In Chapter 2, Erikson uses clinical observations and historical records as anecdotes to support his theories. He narrates the experiences of Sioux youth who—because they were growing up on reservations—could not access the traditional markers of identity, masculinity, and adulthood that they had been raised with. In telling this story, Erikson confirms his core argument that identity is inextricable from cultural context. Dramatic shifts in cultural context—such as that experienced by the first generations of Sioux children growing up after the extermination of the buffalo—mean that the typical identity crises of adolescence become far more challenging. His characterization of gay adolescents as “delinquent” (and, in later chapters, as “deviant”)—a mainstream view at the time of writing—inadvertently proves his point in retrospect. From a 21st-century perspective, it is clear that the lives of LGBTQ+ youth in Erikson’s time were made far harder by a cultural context that did not accept them. The development of sexuality is a core component of adolescence, and the societal rejection of LGBTQ+ sexuality left those young people with no socially accepted means of progressing into adulthood, putting them in a position analogous to that of the Sioux youth in Erikson’s anecdote.
Erikson quite firmly asserts his core theory in Chapter 2 of Identity: Youth and Crisis: Personality development proceeds throughout the life cycle, and problems in any stage can contribute to psychological issues. As a framework for assessment, mental health professionals still use Erikson’s stages of development, particularly when evaluating children.
Erikson’s historical focuses in these early chapters show how widely his theory of psychosocial relativity can be applied, especially regarding the impact of historical events on personality. In addition to looking at changes that affected personality development in youth, he discussed what today is called post-traumatic stress disorder (PTSD) in war veterans well before it was recognized by the American Psychiatric Association in 1980. Wars in recent decades had provided him with plenty of material. He could draw on the effect of wartime trauma from both World War II and the Vietnam War. WWII had ended in 1945; its traumatic effects lingered among some military veterans into older adulthood. American involvement in Vietnam had begun in 1955 and in the mid- to late 1960s was expanding rapidly, providing Erikson with another group of veterans to study.

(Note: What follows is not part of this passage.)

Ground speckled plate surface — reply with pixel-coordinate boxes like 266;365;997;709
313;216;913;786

Similarly, in Erikson’s focus on totalitarianism, he could draw on the not-too-distant governments of Nazi Germany, Mussolini’s Italy, Stalinist Russia—and the ongoing threat of Soviet Communism. His theory that these regimes arise from a combination of sudden historical and economic shifts and their impact on the ability of individuals to form a “whole” identity was groundbreaking in its time and is still cited in recent times.